(Chicago) –  Braising does wonders on the food. Also called as pot roasting, it is simmering meat or vegetable over low heat for a long period of time. And the outcome is a deeply flavored fork tender meat. But the basic element of this method is time and for busy working people like most of us, we don’t have 3 hours free time to prepare a dinner. If you have some patience, you can braise a few days before or there’s always the weekend to do all the cooking.

My second favorite meat of all time, next to lamb, is pork belly. The layers of fats make this meat perfect for braising. Simmering over time, the fats will melt and get absorbed by the meat together with the braising liquid. And the resulting meat: luscious!


  • 2-3 pounds pork belly, one slab cut into fourths
  • 3 tablespoon cooking oil
  • 1 750ml bottle red wine
  • 2 medium onions, chopped
  • 3-4 carrot, cut in chunks
  • 1 tablespoon thyme
  • 10 peppercorns
  • 10 juniper berries (optional)
  • 3 bay leaves
  • 2 cups beef stock
  • 1 tablespoon brown sugar


Preheat oven to 325F.

Using a Dutch oven or cast-iron deep pan, heat the oil over high heat. Sear the pork pieces on each side until brown. Work in batches. If you don’t have cast iron pan, any large oven-proof sauce pan will be good. Transfer browned pork to a plate.

Spoon out and reduce the amount of oil in the pan. Saute onions and carrots for 3 minutes. Pour wine and scrap the bottom of the pan.

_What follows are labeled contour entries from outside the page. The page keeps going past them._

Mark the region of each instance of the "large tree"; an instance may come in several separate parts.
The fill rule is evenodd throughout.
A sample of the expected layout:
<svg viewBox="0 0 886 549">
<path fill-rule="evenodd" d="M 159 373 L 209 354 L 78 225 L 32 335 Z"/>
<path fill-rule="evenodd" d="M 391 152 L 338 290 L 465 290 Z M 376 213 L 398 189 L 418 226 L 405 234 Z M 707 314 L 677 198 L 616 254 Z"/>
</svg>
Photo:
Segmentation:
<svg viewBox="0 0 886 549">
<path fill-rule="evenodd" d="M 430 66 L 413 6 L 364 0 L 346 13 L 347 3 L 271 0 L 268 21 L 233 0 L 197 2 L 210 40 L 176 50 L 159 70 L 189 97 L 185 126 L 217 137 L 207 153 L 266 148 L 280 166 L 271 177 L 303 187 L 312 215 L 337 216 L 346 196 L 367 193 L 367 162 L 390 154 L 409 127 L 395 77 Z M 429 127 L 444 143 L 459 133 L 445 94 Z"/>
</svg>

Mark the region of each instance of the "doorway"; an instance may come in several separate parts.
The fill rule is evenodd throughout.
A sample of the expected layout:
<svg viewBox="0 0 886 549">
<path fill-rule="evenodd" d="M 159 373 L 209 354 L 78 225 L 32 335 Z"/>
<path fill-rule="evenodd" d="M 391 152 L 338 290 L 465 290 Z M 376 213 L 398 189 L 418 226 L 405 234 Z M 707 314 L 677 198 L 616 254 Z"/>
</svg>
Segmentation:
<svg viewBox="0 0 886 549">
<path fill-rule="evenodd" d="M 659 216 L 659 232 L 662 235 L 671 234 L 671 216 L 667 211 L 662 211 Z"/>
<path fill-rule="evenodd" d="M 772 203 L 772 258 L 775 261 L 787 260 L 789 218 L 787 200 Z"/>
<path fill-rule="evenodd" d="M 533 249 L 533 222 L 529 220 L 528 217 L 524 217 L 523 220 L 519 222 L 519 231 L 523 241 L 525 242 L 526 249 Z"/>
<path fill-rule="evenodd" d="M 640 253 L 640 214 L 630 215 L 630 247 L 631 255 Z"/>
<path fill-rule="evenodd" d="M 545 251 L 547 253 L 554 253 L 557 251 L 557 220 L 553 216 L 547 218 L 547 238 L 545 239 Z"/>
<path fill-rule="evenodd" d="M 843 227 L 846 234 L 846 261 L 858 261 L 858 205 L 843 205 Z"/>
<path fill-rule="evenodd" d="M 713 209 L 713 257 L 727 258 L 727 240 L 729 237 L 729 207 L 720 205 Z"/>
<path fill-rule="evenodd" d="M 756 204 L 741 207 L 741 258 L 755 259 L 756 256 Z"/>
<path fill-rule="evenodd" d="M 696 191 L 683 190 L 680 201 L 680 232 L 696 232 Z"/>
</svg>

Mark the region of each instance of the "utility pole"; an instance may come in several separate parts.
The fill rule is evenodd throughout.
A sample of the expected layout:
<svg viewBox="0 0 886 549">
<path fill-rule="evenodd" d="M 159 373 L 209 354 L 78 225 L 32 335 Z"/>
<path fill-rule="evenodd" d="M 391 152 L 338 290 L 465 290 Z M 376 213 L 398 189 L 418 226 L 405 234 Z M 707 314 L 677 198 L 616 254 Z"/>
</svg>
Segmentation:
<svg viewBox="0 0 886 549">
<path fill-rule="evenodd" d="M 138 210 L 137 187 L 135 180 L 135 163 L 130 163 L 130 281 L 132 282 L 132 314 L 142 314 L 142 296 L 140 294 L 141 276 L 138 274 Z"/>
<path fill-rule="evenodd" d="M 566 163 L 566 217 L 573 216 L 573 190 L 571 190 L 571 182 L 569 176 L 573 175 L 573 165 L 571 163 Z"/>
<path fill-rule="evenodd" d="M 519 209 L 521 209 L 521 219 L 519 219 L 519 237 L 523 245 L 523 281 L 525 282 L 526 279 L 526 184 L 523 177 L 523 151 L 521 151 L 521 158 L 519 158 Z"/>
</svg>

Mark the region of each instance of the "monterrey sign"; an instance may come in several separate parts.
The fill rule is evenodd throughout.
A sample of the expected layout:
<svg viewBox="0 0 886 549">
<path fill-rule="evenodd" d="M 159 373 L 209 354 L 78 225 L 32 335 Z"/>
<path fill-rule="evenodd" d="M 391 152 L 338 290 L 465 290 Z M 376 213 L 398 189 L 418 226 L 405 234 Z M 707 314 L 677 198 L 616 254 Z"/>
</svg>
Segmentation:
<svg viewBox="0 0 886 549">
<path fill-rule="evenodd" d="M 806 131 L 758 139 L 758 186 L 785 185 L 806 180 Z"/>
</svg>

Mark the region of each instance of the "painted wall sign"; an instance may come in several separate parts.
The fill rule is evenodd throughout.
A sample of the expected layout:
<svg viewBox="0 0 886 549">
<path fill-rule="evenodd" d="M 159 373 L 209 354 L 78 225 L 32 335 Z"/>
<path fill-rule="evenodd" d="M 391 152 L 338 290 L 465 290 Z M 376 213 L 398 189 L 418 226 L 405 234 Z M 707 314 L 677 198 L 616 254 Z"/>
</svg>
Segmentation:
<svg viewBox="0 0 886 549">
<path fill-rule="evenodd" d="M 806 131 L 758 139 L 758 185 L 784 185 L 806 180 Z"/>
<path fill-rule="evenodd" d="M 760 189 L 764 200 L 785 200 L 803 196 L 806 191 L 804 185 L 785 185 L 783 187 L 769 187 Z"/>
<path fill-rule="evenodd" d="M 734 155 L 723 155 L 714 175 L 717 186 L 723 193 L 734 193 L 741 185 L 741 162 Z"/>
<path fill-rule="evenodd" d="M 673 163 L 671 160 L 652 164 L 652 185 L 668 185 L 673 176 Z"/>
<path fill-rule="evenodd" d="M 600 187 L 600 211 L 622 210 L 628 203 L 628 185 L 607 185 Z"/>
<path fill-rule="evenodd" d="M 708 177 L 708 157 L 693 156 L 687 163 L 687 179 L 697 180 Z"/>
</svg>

Add the rest of ingredients and bring to a boil. Turn off heat, cover and put the pan inside the oven.  Braise for 2 hours. Check every now and then to ensure mixture does not dry up.

Remove pan from oven. Take the pork out to a plate. Strain the remaining mixture over bowl to separate the solid. Bring back the liquid back to the pan and reduce over high heat for 10-15 minutes or until thickens.  Separate the carrots from the solid residue and discard the rest.

Slice the pork, rest over a starchy side dish, drizzle with the reduced red wine sauce and put some carrots on the side. I love using polenta together with any braised meat.